Spencer sat beside the child as she watched the fights unfold. It was an interesting event. A sacred Sith tradition was transformed into a tournament hosted by criminals on holy Jedi lands. The thought made the woman smirk as she saw how the modern world was eroding tradition. It was something the Echani had enjoyed during her time. A tradition was meant to be bent and broken - molded into something better.

While tradition was something beautiful, if it didn't change with the times, it would eventually become something else. She had seen it more often than not.

Her eyes trailed from the combat to the child beside her. The Templar's emotions rolled off of her like fog over a mountain. Emotions were thick with annoyance and then recognition. The waves of memory that flickered through the Force made Spencer raise a brow. It seemed, despite not being able to see the girl's face - she knew something was triggered in the depths of her broken mind.

Maybe it was good she brought the child with her - there was a brief moment when Spencer felt guilty bringing her to such a loud and brutal event.
Leaning back, Spencer let her hands rest gently in her lap, fingers threading through the loose fabric of her silken robes.

"We can speak freely here; it's good to practice your voice." She reassured the girl, knowing her struggle.

"A Kaggath is a tradition the Sith have had for centuries. Dating back to the Old Republic." Spencer started, not looking at the Templar as she spoke - her eyes focused on one of her own.

"Typically, the tradition is a duel between two Sith till death or humiliation. It was intended as a means to settle disputes, in a sense. Both Sith would employ everything in their power: armies, bases, even fleets to outmaneuver their opponent to defeat."

A hand gently rested against the curve of her jaw as she listened to the commentary.

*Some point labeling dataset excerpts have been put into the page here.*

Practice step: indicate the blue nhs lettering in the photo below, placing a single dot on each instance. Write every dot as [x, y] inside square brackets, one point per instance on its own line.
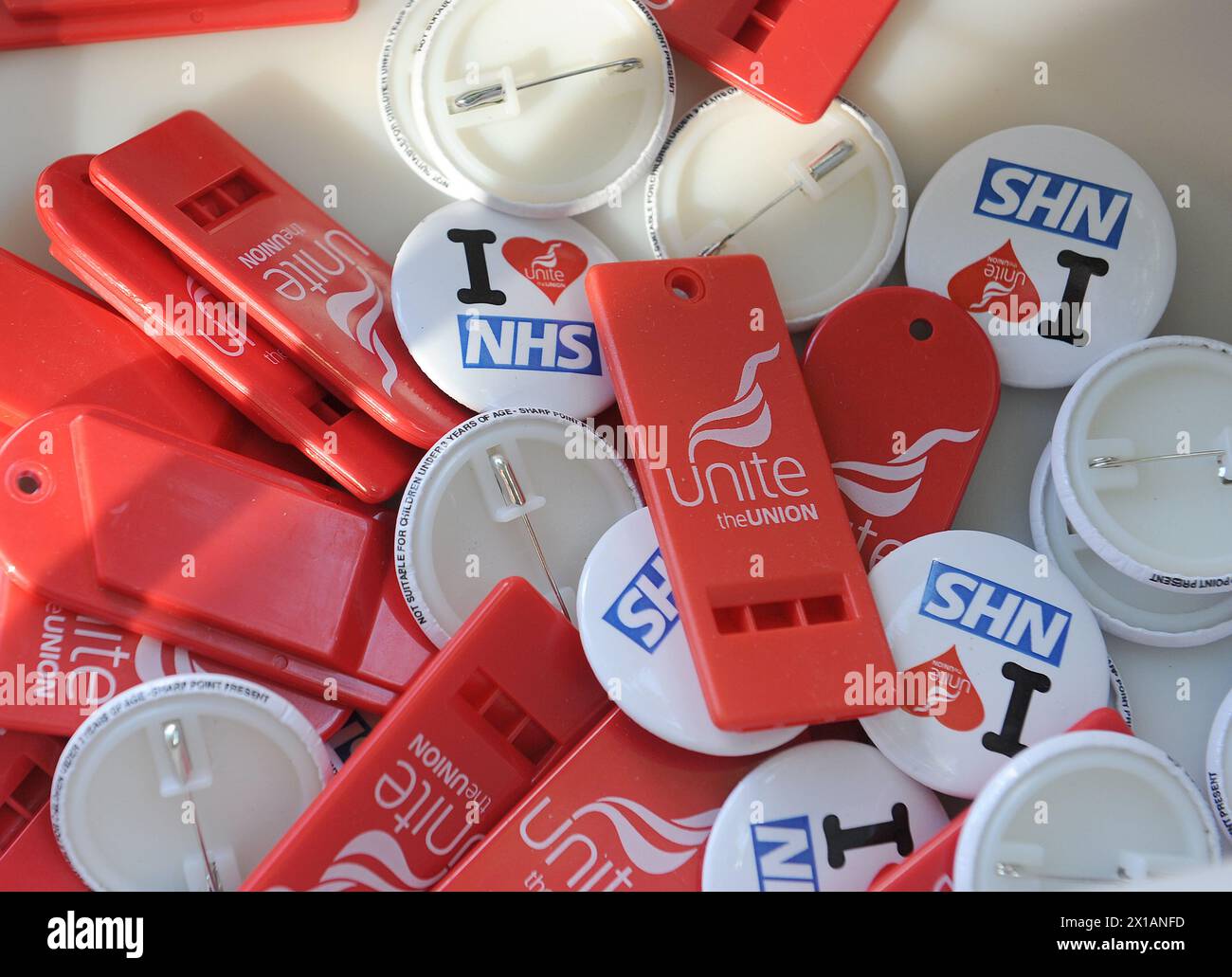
[784, 855]
[645, 610]
[504, 343]
[1048, 201]
[997, 612]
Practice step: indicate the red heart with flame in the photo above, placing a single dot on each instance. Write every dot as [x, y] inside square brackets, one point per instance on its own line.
[551, 266]
[950, 695]
[997, 283]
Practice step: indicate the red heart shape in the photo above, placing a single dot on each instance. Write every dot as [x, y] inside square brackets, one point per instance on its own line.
[551, 266]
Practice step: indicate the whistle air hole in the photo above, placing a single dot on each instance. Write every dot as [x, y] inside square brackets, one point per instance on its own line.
[685, 284]
[28, 481]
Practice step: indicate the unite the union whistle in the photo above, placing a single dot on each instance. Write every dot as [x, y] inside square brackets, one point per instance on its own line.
[491, 715]
[758, 546]
[281, 577]
[318, 291]
[139, 278]
[792, 54]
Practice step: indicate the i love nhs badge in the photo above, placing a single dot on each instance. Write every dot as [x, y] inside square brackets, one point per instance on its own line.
[494, 309]
[994, 651]
[1055, 241]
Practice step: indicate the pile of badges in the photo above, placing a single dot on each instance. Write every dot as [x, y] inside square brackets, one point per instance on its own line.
[514, 566]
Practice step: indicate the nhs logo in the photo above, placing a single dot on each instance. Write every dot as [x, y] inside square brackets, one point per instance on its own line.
[997, 612]
[503, 343]
[645, 610]
[784, 854]
[1048, 201]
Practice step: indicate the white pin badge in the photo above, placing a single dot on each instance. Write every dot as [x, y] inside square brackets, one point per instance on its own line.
[818, 202]
[996, 651]
[821, 817]
[1058, 243]
[510, 493]
[1125, 607]
[1080, 811]
[483, 109]
[184, 784]
[494, 309]
[1142, 463]
[637, 647]
[1219, 764]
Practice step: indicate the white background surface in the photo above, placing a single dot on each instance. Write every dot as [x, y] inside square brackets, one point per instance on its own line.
[1150, 75]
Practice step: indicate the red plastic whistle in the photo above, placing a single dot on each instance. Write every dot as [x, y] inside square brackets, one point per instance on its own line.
[65, 664]
[931, 867]
[767, 578]
[316, 288]
[624, 812]
[259, 570]
[906, 389]
[488, 717]
[792, 54]
[32, 24]
[142, 280]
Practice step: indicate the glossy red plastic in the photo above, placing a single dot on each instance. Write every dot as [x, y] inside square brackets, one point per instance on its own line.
[906, 387]
[259, 570]
[931, 867]
[792, 54]
[316, 288]
[508, 697]
[210, 336]
[32, 24]
[624, 812]
[767, 577]
[65, 664]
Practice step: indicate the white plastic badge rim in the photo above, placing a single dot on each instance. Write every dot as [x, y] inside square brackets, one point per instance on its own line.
[468, 176]
[657, 686]
[394, 82]
[998, 711]
[886, 239]
[204, 705]
[1126, 299]
[1218, 766]
[447, 538]
[1120, 542]
[525, 286]
[801, 801]
[1195, 619]
[1092, 754]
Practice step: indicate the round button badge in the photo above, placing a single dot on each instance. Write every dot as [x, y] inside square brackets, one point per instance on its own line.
[510, 493]
[637, 647]
[481, 109]
[1058, 243]
[245, 758]
[817, 202]
[996, 649]
[1125, 607]
[494, 309]
[820, 817]
[1082, 811]
[1142, 462]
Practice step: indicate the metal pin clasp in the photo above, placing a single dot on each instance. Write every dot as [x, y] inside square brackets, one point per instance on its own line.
[1109, 461]
[172, 735]
[824, 164]
[513, 495]
[496, 94]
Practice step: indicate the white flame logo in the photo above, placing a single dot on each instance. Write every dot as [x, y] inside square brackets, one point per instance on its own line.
[648, 841]
[903, 468]
[340, 308]
[352, 867]
[748, 410]
[547, 260]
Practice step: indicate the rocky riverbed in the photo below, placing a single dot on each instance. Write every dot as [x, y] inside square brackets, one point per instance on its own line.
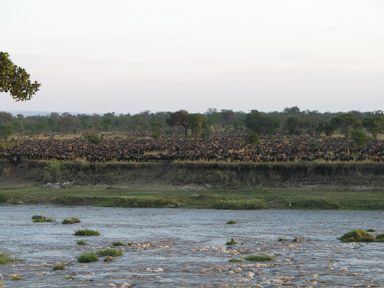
[187, 248]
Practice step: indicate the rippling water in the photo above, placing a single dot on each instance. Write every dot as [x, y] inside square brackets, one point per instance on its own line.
[186, 248]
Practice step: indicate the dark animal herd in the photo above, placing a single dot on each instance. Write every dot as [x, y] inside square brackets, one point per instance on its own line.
[222, 147]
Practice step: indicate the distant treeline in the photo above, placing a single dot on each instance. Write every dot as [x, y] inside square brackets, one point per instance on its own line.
[291, 121]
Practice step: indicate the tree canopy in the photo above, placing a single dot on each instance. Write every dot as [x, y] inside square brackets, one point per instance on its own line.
[15, 80]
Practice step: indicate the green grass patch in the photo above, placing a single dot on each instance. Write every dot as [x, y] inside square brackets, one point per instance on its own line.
[232, 242]
[86, 232]
[68, 221]
[5, 258]
[240, 205]
[109, 252]
[59, 267]
[235, 260]
[43, 220]
[87, 257]
[256, 258]
[357, 236]
[232, 222]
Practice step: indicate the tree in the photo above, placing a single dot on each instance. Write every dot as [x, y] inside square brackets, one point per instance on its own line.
[15, 80]
[344, 121]
[5, 131]
[293, 125]
[179, 118]
[261, 123]
[359, 137]
[196, 122]
[374, 125]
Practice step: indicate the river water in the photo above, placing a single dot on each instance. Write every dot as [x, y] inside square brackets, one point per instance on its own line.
[187, 248]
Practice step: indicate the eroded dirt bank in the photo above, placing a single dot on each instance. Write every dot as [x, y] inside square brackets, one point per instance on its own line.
[340, 174]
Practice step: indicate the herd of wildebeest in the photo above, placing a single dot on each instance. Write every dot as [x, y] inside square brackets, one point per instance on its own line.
[223, 147]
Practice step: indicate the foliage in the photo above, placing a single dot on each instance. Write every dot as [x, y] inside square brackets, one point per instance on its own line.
[259, 258]
[252, 138]
[357, 236]
[86, 232]
[15, 80]
[359, 137]
[110, 252]
[196, 122]
[87, 257]
[5, 131]
[179, 118]
[94, 139]
[374, 125]
[261, 123]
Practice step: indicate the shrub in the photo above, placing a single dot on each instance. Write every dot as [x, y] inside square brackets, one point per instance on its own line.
[87, 257]
[110, 252]
[68, 221]
[59, 267]
[357, 236]
[87, 232]
[259, 258]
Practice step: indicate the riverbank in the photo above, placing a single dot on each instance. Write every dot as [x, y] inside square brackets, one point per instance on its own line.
[197, 185]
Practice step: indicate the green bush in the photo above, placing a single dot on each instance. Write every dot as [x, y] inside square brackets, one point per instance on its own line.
[87, 232]
[357, 236]
[94, 139]
[259, 258]
[87, 257]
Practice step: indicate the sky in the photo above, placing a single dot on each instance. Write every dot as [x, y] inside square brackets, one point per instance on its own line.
[130, 56]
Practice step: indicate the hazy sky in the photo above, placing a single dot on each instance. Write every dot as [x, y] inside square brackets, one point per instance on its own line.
[166, 55]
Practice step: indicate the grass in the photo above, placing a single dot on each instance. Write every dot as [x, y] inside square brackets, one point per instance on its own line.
[110, 252]
[256, 258]
[5, 258]
[357, 236]
[43, 220]
[235, 260]
[59, 267]
[87, 257]
[241, 197]
[232, 242]
[87, 232]
[68, 221]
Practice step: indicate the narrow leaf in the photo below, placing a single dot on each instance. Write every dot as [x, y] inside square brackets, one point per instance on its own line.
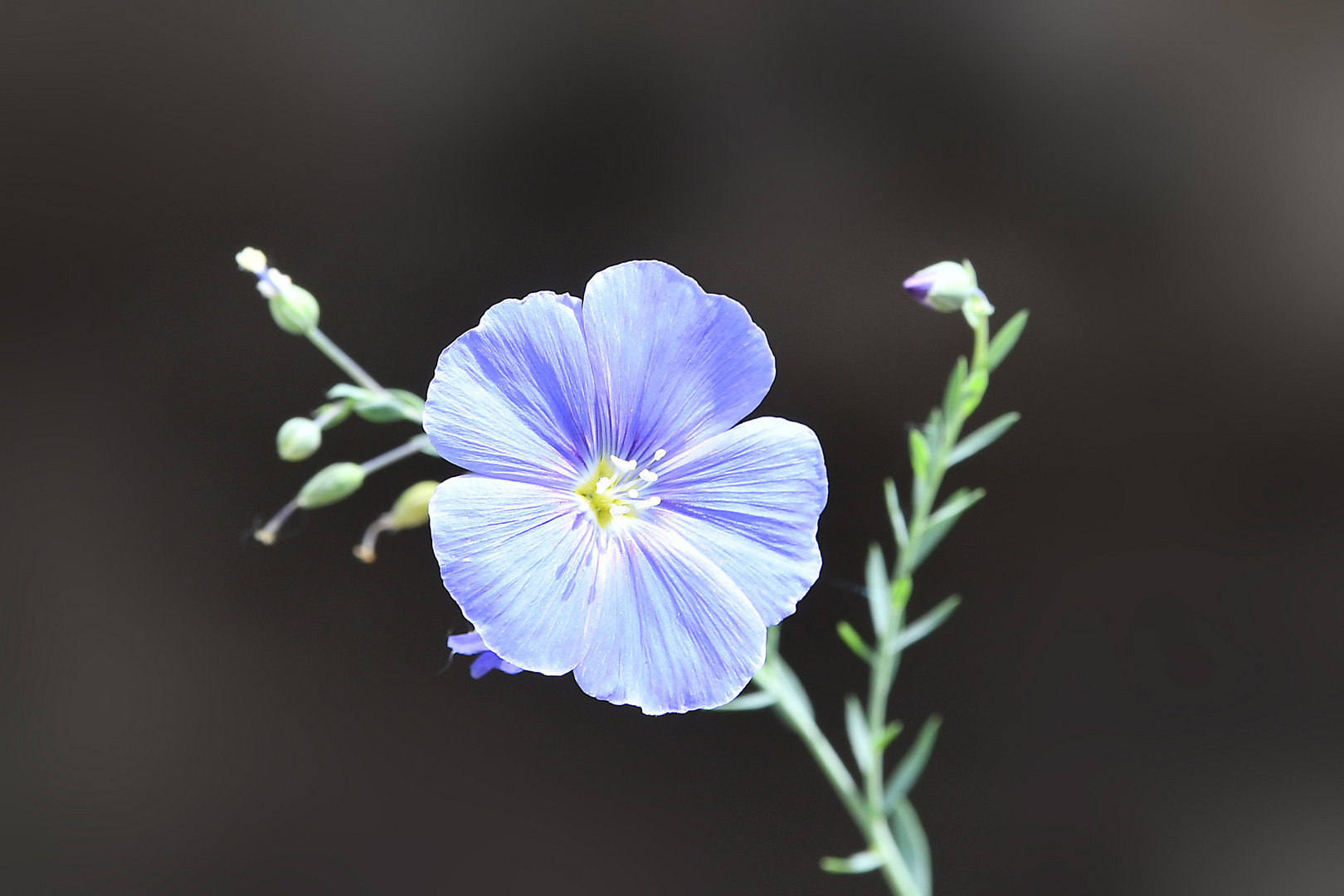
[918, 455]
[984, 437]
[878, 587]
[898, 519]
[1006, 338]
[941, 523]
[912, 765]
[854, 641]
[913, 845]
[973, 391]
[901, 592]
[754, 700]
[925, 625]
[889, 733]
[855, 726]
[952, 395]
[856, 864]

"Nowadays, it's more to the likes of just duels between the two Sith - which at times is more entertaining than a full-scale war the old ways demanded. Less loss, especially in the fragility of these Major Factions."

Spencer shrugged and finally looked at her apprentice, tilting her head with a small smile.

"Thoughts? How do you feel about these Kaggaths now that you have an understanding of their reasoning?" Her question was simple, but in a sense, it was a careful attempt to uncover what had caused the reaction the girl had moments after she had asked the question.

"Speak freely; despite being surrounded by Sith, none of them would dare put a finger on you."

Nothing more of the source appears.